萧承沉默了一下,简单明了地说:“你哥住院了。”
黎玉并没有他意料中的惊讶,平静地说:“又住院了?哪个医院我现在就去。”
萧承报了医院位置和病房号。
嘎吱——
病房门被推开了,黎玉小心翼翼地关了上门,轻声道:“萧总。”
萧承起身想说点什么,最后说:“照顾好你哥。”
“镇定打了吗?”
“两针。”
黎玉把包放在了一侧,瞧着昏睡的谢临,说:“两针啊?那估计要明天醒了…夜深了,要不您先回去吧?”
萧承回头看了一眼谢临,脸色白的几乎看不到血色,左手重新扎上了输液针,整个人看起来像是块破碎的白瓷,安安静静的。
“嗯,那我走了。”
见他无事,他头也不回地走了。
外面的雪下得愈发大了,出了医院,一阵冷风吹得他打了个喷嚏,他嘎吱嘎吱踩着雪,脑袋里仍然是回想着谢临的那句,别走。
这算什么事?
明明,当年,被丢弃的是他。
他就像他送的小蛋糕,哪怕包装精致地送到了谢临的手边,他连看都不看,随手就扔在一旁。
等他回到家躺在床上的时候,手机屏幕却亮了。
是谢临发来的微信。
【到家了吗,给你点的姜汤放在门口了。】
萧承沉默了一会儿,最后还是选择打开了门,定眼一瞧,还真的有个外卖袋放在了门口。
上面密密麻麻地写满了备注,麻烦用保温袋,什么不要敲门,不要打电话,放在门口就好。
谢临不应该明天才醒的?他盯着外卖瞧了一会儿,也没伸手去拿,只是让袋子孤零零地挨着垃圾一块放着。
萧承在这一刻心情复杂。
原先他只想和谢临修复一下关系,做个差不多的朋友,可他也不知道谢临在想什么,明明六年了,他和沈煜都快结婚了,他却翻起这些陈年旧事。
现在好了,连朋友也做不了了。
他出于礼貌和撇清关系,还是选择回复了谢临。
【心领了,谢总,早日康复。】
手机里的消息再次石沉大海,可他早已见怪不怪了,如今也不会眼巴巴地等着对方的来信,爱回不回,关他什么事呢。
今日沈煜微信也发来了十几条,他觉得,谢临在这他可能还排不到沈煜前面,毕竟,他和沈煜是真的爱过。

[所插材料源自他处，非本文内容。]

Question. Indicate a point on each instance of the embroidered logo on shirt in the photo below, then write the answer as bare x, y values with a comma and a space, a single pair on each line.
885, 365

谢临,不过是自己一厢情愿强求无果后,把自己的事业生活弄得一团糟,无奈之下,灰溜溜地结束这段不愉快的感情,回国罢了。
如果沈煜没有出轨,一切都不会开始。
早上8:00
设计部积压已久的设计稿全堆在了他的邮件里,这周任务量太重,他需要早些处理,索性提前一个小时就回到了公司。
他拎着杯咖啡进了大厅,自然地和前台小妹打了声招呼,笑着说:“早呀乔乔,今天穿搭还是那么好看。”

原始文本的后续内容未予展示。